Marcia Marin is one of the first beneficiaries of this new diagnostic tool. Marcia has known for a long time that she was at high risk for breast cancer.
"My aunt was 40 years old when she had breast cancer. Then my mother developed breast cancer."
A few years ago, a mammogram found Marcia also had breast cancer. Like 25 percent of women, she has dense breast tissue, which makes it hard to detect tumors.
Deborah Rhodes, MD is an Internal Medicin Specialist at the Mayo Clinic in Rochester, MN. Rhodes said the number of missed cases among women with dense breast tissue is alarming.
"In fact, in those women, mammography can miss one out of every two cancers."
A team of doctors at the Mayo Clinic developed molecular breast imaging or MBI. Women get an injection of a radioactive tracer that travels to the tumor cells and lights them up.
Michael O'Connor, PhD, a Professor of Radiologic Physics at the Mayo Clinic, said the results are remarkable.
"It's like seeing a lighthouse.
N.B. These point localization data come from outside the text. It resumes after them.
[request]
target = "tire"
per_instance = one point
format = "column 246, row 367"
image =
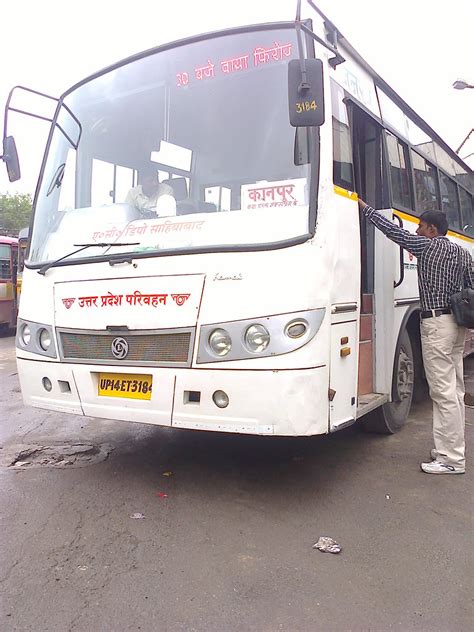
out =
column 392, row 416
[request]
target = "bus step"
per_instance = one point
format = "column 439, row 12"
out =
column 370, row 401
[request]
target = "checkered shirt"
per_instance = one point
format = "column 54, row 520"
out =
column 443, row 266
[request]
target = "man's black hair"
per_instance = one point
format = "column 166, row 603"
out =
column 437, row 219
column 147, row 171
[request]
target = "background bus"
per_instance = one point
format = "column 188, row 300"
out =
column 8, row 282
column 263, row 303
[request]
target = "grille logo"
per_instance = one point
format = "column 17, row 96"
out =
column 119, row 348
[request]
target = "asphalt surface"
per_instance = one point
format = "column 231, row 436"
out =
column 230, row 547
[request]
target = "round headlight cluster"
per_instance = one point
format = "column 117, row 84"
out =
column 25, row 335
column 44, row 339
column 296, row 328
column 257, row 338
column 220, row 342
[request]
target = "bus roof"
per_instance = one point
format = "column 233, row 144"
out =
column 8, row 240
column 333, row 37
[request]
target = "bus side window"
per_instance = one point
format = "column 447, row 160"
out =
column 449, row 200
column 467, row 212
column 343, row 171
column 426, row 184
column 399, row 172
column 5, row 262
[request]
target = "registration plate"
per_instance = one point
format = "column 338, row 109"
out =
column 130, row 385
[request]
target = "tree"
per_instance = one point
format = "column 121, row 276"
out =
column 15, row 212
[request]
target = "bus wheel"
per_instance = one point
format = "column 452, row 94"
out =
column 390, row 417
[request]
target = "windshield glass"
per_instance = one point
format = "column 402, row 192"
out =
column 187, row 148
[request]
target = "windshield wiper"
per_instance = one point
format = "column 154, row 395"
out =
column 102, row 244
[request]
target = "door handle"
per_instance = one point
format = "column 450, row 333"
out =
column 402, row 266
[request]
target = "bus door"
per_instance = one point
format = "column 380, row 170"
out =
column 378, row 259
column 8, row 279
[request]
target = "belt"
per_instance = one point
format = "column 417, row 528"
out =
column 429, row 313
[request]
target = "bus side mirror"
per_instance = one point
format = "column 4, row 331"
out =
column 306, row 92
column 10, row 158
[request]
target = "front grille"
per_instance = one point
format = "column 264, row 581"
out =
column 157, row 348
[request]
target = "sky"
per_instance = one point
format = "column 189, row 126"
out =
column 418, row 46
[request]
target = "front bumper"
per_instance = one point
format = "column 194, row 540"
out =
column 265, row 402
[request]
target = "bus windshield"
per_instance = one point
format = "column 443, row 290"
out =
column 188, row 147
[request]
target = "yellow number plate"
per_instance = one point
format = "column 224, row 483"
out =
column 129, row 385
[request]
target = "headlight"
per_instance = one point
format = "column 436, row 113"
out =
column 220, row 342
column 257, row 338
column 35, row 338
column 25, row 335
column 44, row 339
column 296, row 328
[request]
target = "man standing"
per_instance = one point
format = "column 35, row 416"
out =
column 442, row 265
column 151, row 195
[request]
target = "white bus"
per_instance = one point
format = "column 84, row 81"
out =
column 259, row 301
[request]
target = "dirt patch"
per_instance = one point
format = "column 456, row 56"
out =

You see this beacon in the breast and it's very easy to pick up the tumor."
In a study of more than 900 women, molecular breast imaging picked up three-times as many cancerous tumors as a mammogram.
"We've shown we can detect even very small cancers those that are under 10 millimeters. In about 10 percent of the cases we would also find additional small tumors that the mammogram was missing."
That's exactly what happened to Marcia. In the study, the MBI found a second tumor the mammogram missed. It changed her course of treatment.
"I was like wow, I didn't realize that the mammogram only had picked up the central tumor."
After surgery and chemo, Marcia's a healthy Mom again, getting ready to send her kids off to college.
"It's gonna be a new chapter in our lives."